Il partit, mais quand il arriva à midi dans son ravin, il leva les mains d'horreur. Le ravin était en feu! Il avait laissé un peu de feu dans la cuisine. Le vent avait attisé le feu. La provision de bois était toute en flammes. Le toit de la cuisine était brûlé. Les lignes à pêche étaient brûlées. La porte de la maison, sa table, le banc, tout, tout était détruit!

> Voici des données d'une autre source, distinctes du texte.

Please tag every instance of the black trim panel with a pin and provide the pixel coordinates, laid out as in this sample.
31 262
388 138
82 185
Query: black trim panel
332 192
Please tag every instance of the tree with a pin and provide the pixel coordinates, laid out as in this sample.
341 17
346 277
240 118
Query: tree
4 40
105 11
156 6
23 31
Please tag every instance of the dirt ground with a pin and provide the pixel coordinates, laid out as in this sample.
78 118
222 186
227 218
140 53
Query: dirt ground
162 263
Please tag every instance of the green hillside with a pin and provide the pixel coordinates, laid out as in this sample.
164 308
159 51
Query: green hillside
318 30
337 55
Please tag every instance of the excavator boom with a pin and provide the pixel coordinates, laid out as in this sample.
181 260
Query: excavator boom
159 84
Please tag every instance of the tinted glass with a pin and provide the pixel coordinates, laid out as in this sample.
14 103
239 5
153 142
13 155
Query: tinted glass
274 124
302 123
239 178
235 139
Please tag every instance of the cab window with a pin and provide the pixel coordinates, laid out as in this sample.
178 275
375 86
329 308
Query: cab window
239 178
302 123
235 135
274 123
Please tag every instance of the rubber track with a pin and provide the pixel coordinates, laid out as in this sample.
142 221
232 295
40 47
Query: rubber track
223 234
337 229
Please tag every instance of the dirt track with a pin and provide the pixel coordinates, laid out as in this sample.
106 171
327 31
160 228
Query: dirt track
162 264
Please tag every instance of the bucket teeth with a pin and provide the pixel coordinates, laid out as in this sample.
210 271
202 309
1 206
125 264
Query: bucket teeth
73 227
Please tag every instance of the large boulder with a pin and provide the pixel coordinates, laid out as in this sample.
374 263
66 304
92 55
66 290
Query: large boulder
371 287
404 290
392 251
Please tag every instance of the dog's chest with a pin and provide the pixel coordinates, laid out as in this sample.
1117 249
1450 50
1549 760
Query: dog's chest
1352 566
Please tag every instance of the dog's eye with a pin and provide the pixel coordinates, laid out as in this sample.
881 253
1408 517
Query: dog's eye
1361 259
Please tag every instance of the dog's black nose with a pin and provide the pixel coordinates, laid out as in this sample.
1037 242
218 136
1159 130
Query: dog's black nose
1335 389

Le pauvre Godefroi tomba à genoux, et dit: "Hélas! maintenant il faudra bien mourir. Voici l'hiver, je n'ai plus rien que ma hache et ma robe. Ma provision de bois que j'ai obtenu par mon travail, mes lignes, mes pauvres lignes, tout est perdu!" Et il regarda tristement la fumée noire, qui montait vers le ciel. Pauvre petit Godefroi, il était en effet bien malheureux.
La veille, le père de Godefroi avait dit à sa famille: "Il faut que je visite l'Île Verte. Ma provision d'osier est épuisée." Il partit donc avec deux enfants, et il promit à sa femme qu'il ne permettrait pas aux enfants d'entrer dans le bateau sans lui. La pauvre femme les laissa partir à regret, car elle pensait toujours au pauvre petit Godefroi.
Le père et les enfants arrivèrent à l'Île Verte sans accident. Ils coupèrent l'osier, et quand la provision fut finie, la petite fille dit à son père:
"Papa, viens avec nous sur la montagne. J'aimerais tant gravir une montagne!"
Le père consentit. Ils arrivèrent bientôt au sommet de la montagne, et ils regardèrent leur maison, qui paraissait bien petite. Alors ils se tournèrent et regardèrent la mer. Tout à coup la petite fille dit: "Papa, regarde là-bas. Voilà quelque chose qui ressemble à de la fumée." Le père regarda, et dit:
"C'est de la fumée. C'est probablement un vaisseau en feu!"
"Non," dit le petit garçon, "ce n'est pas un vaisseau, papa, je suis sûr que c'est un volcan, comme j'ai vu dans ma géographie à l'école!"
Le père regarda attentivement, et dit enfin: "C'est curieux, mais je crois distinguer deux montagnes. On dirait une île. Je n'ai jamais entendu parler d'une île dans cette direction-là!"
"Oh, papa," dit la petite fille, "s'il y a une île là, peut-être qu'elle est habitée. Peut-être que notre frère Godefroi est là, sur cette île, car c'est dans cette direction-là que la tempête a emporté le bateau."